By Steve Gorman
(Reuters) - Crews battling a deadly wildfire that has gutted dozens of homes near California's Big Sur coast looked forward to cooler weather to help them slow the flames on Monday as the blaze raged for an 11th day, burning most heavily in rugged, inaccessible terrain.
The combination of steep, mountainous landscape and extremely hot, dry conditions has hampered efforts to quell the so-called Soberanes Fire, which erupted on July 22 just south of the picturesque ocean side town of Carmel-by-the-Sea.
Carmel itself has remained largely out of harm's way, but the blaze has roared through more than 40,000 acres (16,190 hectares) of drought-parched chaparral, grass and timber in and around the Los Padres National Forest.
A force of nearly 5,300 firefighters has managed to slow the pace of the fire's spread during the past two days.

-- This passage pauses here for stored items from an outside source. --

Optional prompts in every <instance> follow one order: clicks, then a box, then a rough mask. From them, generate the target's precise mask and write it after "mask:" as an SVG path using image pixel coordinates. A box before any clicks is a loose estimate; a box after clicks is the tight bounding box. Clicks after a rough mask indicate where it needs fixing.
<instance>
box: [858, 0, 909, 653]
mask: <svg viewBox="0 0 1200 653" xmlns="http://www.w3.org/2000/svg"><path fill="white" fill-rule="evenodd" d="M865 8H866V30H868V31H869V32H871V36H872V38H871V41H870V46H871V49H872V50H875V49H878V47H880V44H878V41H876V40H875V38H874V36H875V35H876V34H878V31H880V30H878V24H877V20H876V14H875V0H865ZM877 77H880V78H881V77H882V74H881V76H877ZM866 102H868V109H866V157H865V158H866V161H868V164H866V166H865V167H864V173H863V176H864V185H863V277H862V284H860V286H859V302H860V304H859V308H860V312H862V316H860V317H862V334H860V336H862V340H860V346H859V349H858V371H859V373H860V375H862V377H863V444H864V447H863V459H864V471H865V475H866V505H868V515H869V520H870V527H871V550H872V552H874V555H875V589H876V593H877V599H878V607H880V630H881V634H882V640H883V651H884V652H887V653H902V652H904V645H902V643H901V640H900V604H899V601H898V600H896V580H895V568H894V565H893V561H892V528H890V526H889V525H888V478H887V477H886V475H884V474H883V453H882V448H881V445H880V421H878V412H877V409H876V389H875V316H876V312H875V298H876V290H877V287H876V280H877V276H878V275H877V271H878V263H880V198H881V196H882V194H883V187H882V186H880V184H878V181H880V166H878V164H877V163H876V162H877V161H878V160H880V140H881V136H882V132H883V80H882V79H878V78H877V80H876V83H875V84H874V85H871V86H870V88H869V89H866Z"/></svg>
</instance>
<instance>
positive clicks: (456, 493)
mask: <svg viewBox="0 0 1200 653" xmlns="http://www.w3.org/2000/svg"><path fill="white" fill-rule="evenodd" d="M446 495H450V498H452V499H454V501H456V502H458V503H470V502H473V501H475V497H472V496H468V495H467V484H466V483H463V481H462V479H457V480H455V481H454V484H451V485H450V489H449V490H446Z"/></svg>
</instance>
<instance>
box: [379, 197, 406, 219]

But containment of the blaze - a measure of how much of its perimeter has been cleared by fire crews of unburned vegetation - stood at less than 20 percent on Monday.
As long as crews can keep the fire's growth somewhat in check, "we should get more containment as we go along," said Toni Davis, a spokeswoman for the California Department of Forestry and Fire Protection (Cal Fire).
She added that slightly lower temperatures in the forecast should help that effort, even as some of the heaviest fire has crept into areas largely beyond the reach of ground crews.
Flames have already destroyed 57 homes and 11 outbuildings, with at least five other structures damaged, according to the latest tally. Another 2,000 structures were threatened, with an estimated 350 residents displaced by evacuations.
The fire threat, coming at the height of the region's summer travel season, has prompted the closure of several popular California campgrounds and recreation areas along the northern end of the Big Sur coastline, including Point Lobos State Natural Reserve and Pfeiffer Big Sur State Park.
Officials on Sunday ordered evacuations for the Tassajara Zen Mountain Center in Pfeiffer Big Sur.
The blaze took a deadly turn last Tuesday when a bulldozer operator hired by property owners to help battle the flames was killed when his tractor rolled over. It was the second California wildfire-related death in a week.
Another fire broke out on Saturday in grass and brush about 30 miles (48 km) northeast of Fresno, in central California, and has since charred about 1,800 acres (607 hectares), threatening 400 structures, according to Cal Fire. On Monday, it was listed as 15 percent contained.